Performed by RAPA Family Theatre, "James and the Giant Peach: The Musical" comes from Tony-nominated composing team BenjPasek and Justin Paul ("A Christmas Story: The Musical"). An adaptation of the beloved Roald Dahl book, the musical combines aspects of Dahl's book and the 1996 film, adding in a plethora of new songs (it should be noted, these aren't the same Randy Newman compositions featured in the film) and condensing the story for younger audiences.
As is typical of Dahl, there's a fair amount of darkness in the story of young James (Katherine Mary Chalone), who's orphaned after his parents are unceremoniously eaten by a giant rhinoceros. He's taken in by his horrid aunts Spiker (Lois Fiegl) and Sponge (Pebble Kranz), who treat him as slave labor. But he soon escapes his miserable existence thanks to some magical crocodile tongues, an enormous peach, and the collection of friendly bugs who reside inside it.
Credit where it's due, "James" is an ambitious choice for any theater group without a budget of millions of dollars at their disposal. In telling its whimsical tale, the show calls for puppetry, detailed costumes and elaborate sets, and while these aspects aren't exactly requirements, they do help things considerably. Here, the minimized props and sets force cast and crew to rely on some imaginative staging that's occasionally a bit too imaginative, leading to several scenes in which characters have to explain exactly what's supposed to be happening. The results seemed to perplex several of the children seated near me. Still, the performances are spirited, and the bright, colorful production design is fun. If you're looking for a Fringe show for the entire family, "James" makes for a pleasant diversion.
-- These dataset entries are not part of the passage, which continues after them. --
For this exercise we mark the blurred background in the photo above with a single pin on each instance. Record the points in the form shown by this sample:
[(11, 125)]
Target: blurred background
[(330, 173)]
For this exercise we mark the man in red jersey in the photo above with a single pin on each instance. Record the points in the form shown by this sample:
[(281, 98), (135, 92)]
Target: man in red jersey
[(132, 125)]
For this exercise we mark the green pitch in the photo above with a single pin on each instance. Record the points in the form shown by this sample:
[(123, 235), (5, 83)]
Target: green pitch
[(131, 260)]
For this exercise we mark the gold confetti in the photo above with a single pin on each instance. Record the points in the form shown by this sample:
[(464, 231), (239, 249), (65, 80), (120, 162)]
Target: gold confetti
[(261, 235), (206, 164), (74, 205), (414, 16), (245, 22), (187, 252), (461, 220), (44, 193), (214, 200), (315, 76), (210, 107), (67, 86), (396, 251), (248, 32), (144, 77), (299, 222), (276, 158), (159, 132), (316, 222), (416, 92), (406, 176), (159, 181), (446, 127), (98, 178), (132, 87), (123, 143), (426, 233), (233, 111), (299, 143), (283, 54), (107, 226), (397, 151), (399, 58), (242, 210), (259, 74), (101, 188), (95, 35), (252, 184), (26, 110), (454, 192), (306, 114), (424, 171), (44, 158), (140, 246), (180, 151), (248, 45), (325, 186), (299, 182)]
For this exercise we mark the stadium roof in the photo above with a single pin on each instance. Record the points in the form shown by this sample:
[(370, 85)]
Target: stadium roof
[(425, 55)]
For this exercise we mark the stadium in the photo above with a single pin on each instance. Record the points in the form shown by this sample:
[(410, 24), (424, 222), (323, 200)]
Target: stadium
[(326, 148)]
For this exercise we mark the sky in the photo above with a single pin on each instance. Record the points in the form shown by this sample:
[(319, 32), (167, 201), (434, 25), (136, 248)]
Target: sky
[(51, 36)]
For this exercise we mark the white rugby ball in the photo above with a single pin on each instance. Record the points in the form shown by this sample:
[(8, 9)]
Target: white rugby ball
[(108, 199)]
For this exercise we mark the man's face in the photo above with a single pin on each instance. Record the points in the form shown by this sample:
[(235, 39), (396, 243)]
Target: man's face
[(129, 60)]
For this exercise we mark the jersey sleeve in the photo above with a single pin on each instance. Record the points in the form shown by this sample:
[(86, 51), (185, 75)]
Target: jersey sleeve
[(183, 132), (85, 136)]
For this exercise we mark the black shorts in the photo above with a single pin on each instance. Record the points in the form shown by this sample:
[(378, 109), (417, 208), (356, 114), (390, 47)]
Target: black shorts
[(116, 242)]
"James and the Giant Peach: The Musical" will be performed again on Monday, September 21, at 7 p.m.; Thursday, September 24, at 7 p.m.; and Saturday, September 26, at 2:30 p.m. School of the Arts' Allen Main Stage Theatre. $16. Appropriate for all ages.
Back in 1988, before "The West Wing" and his Oscar win for "The Social Network," writer Aaron Sorkin took a crack at live theater. Along with "A Few Good Men" (which is on stage at Blackfriars Theatre) Sorkin also wrote the one-act Hollywood satire "Hidden in this Picture." Rochester Community Players is performing the play, about a director (Bobby, played by Jeffery Jones) and writer (Jeff, portrayed by Patrick White) team in the midst of shooting their first feature film.
Their movie, an existential war movie about disillusioned marines stationed in Guam, is three weeks behind schedule and $6.5 million over-budget. But now all that's left to complete is the final shot of the film -- an elaborate, 11-and-a-half-minute single take featuring 694 extras running down a hill, timed to coincide with the setting sun. Every detail of the shot is worked out, and all that needs to happen is to let the cameras roll. Then three cows meander into the middle of the director's perfectly-composed frame. Hilarity ensues, and the subsequent breakdown leads Bobby and Jeff to reevaluate their careers, their professional and personal relationship, and the compromises that are required to make a living in the arts. With its bare-bones staging, the focus is all on the acting, and this production features some of the best performances I've seen at the Fringe thus far. Each member of the small ensemble (rounded out by Eddie Coomber and Mark Casey as a dim assistant director and frazzled manager, respectively) get their moment to shine. A small, "Hidden" gem in the Fringe lineup.
"Hidden in this Picture" will be performed again on Saturday, September 26, on the TheatreROCS stage. 6 p.m. $10. Appropriate for ages 13 and older.